Se
dio cuenta de que había actuado con inconsciencia absoluta, pero ya
no tenía remedio. Desde por la mañana había bebido cafés y
cervezas sin control, a sabiendas de que pronto tendría la vejiga a
reventar. Luego, la comida había sido heterogénea por demás:
pescado, carne, guisos, asados, mayonesas, salsas picantes, quesos,
tiras bacalao sin desalar, pastelitos de merengue. A todo ello
debía añadir la friura que había cogido la noche pasada por
dormir en cueros vivos . Ahora las necesidades fisiológicas le
apremiaban y debía cargar con las consecuencias. Lo mejor era
apretar el paso y llegar a casa cuanto antes.Con los muslos apretados
y aguantando cuanto podía tomó una calle de reputación dudosa. En
situación normal no habría ido por allí, pero por premura quería
tomar el camino más corto. En el portal inició una danza grotesca
retorciendo mucho el cuerpo y haciendo visajes con la cara mientras
esperaba el ascensor, parado en el último piso. Además aquel
artilugio, a quien el diablo confunda, bajaba con una lentitud
exasperante. En el descansillo del piso los llavines se le
multiplicaron en las manos y la cerradura se obstinó en no admitir a
ninguno. Abrió al fin, pero aún le quedaba un largo trecho hasta el
cuarto de aseo que recorrió arrastrando los pies y retorciendo el
cuerpo como si fuese de alambre, ¿Por qué los diseñadores de
pisos ubicaban siempre aquella estancia en el punto más alejado?
Mientras avanza hacia el inodoro fue bajándose los pantalones. En
semejante apretura, ganar segundos podía marcar una gran diferencia.

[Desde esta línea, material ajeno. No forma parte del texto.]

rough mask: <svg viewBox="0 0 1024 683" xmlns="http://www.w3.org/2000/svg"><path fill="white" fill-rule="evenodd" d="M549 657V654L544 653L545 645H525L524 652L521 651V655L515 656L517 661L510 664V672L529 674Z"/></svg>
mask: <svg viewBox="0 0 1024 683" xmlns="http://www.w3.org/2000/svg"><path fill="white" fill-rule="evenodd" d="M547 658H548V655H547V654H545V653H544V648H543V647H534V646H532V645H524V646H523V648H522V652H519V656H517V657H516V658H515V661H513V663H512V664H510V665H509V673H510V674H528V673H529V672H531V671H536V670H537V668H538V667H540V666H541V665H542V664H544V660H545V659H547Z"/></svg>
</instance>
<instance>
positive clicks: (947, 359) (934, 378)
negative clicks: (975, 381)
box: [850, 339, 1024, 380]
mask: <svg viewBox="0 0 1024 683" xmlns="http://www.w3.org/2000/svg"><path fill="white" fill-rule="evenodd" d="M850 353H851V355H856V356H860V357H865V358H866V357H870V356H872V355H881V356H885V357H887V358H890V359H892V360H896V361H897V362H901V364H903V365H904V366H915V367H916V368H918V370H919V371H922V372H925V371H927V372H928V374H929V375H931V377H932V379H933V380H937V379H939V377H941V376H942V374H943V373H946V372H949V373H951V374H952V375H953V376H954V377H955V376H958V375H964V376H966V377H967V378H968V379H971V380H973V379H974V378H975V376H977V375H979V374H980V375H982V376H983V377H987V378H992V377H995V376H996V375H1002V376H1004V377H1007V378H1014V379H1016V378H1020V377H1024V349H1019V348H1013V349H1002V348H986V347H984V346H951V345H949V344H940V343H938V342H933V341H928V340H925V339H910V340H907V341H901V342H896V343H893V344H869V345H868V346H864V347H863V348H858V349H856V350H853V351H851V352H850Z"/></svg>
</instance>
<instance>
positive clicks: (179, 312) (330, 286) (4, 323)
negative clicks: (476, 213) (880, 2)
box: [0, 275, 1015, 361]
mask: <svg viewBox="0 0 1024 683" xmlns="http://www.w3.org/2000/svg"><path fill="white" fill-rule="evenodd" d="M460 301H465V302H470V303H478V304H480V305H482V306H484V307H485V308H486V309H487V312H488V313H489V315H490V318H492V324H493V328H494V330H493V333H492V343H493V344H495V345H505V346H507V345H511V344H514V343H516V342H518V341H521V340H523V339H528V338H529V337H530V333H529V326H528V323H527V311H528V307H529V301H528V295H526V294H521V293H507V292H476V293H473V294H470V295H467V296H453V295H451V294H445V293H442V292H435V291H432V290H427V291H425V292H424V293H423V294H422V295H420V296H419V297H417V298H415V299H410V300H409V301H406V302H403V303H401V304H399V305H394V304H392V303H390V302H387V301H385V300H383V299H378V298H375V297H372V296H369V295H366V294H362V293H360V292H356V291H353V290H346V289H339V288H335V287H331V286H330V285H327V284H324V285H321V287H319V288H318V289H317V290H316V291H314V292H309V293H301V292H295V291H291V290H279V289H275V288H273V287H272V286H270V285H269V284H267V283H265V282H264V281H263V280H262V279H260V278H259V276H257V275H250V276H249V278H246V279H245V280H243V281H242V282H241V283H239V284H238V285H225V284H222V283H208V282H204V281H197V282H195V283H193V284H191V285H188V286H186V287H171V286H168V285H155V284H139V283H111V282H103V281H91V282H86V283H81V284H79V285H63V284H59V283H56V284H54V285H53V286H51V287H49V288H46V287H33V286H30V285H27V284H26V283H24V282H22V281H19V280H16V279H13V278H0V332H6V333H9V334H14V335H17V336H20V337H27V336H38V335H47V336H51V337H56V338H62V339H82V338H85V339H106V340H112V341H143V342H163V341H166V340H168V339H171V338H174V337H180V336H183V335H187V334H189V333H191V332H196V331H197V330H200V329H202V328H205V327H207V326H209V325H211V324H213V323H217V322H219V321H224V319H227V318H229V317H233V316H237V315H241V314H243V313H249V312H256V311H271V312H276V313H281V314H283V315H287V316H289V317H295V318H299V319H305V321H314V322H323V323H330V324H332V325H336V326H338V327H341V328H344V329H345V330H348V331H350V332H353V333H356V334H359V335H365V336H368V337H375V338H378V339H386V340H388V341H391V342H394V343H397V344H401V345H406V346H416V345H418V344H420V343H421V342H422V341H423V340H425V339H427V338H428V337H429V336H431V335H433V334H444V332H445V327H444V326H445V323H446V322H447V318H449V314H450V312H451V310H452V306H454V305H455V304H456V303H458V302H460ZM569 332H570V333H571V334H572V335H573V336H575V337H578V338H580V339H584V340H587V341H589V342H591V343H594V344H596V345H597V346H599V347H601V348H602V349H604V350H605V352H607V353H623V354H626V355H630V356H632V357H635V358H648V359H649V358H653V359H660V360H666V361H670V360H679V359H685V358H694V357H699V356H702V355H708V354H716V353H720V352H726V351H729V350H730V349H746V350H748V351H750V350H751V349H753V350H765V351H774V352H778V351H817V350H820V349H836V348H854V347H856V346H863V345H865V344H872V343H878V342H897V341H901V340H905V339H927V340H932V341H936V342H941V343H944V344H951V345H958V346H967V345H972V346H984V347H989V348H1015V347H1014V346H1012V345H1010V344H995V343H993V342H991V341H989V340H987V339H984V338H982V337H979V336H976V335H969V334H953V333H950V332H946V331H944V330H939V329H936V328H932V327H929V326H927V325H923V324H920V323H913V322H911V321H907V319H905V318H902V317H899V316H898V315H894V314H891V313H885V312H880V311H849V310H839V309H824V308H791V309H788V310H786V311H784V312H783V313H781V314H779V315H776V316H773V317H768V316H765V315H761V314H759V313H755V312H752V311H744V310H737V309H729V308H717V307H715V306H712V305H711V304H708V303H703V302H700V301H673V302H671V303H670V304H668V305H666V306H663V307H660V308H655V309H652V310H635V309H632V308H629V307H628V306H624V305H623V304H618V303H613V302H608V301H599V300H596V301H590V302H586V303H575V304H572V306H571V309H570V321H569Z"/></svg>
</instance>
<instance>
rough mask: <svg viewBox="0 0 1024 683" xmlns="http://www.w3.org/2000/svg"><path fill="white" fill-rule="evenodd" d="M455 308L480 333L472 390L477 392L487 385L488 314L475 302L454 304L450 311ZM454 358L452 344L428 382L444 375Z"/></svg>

Por fin se sentó en el retrete y aflojó los esfínteres. El silbido
de la orina, vaciando la vejiga,le pareció una melodía de chirimías
y zanfoñas. Llegó, después, un retortijón alojado en algún lugar
del intestino. Esperó que el dolor fuese bajando por el laberinto de
las tripas. Aguantó los dolores, pero no pudo evitar torcer el gesto
cuando notó escoceduras en unas inoportunas hemorroides, almorranas
de tiempo de estreñimientos.
Por
fin, con un esfuerzo, pudo vaciar el intestino. Un turbión negro y
maloliente golpeó las paredes del inodoro. Notó salpicaduras, sin
importancia, en los glúteos. Quiso disfrutar, pasada la urgencia,
del alivio que le proporcionaba el nuevo estado. Durante un buen rato
estuvo exhalando los olores de sus propios excrementos con expresión
de beatitud.
En
algún punto de la casa sonaron las campanadas solemnes de un
carrillón. Agitó la cabeza para despejarse y se levantó.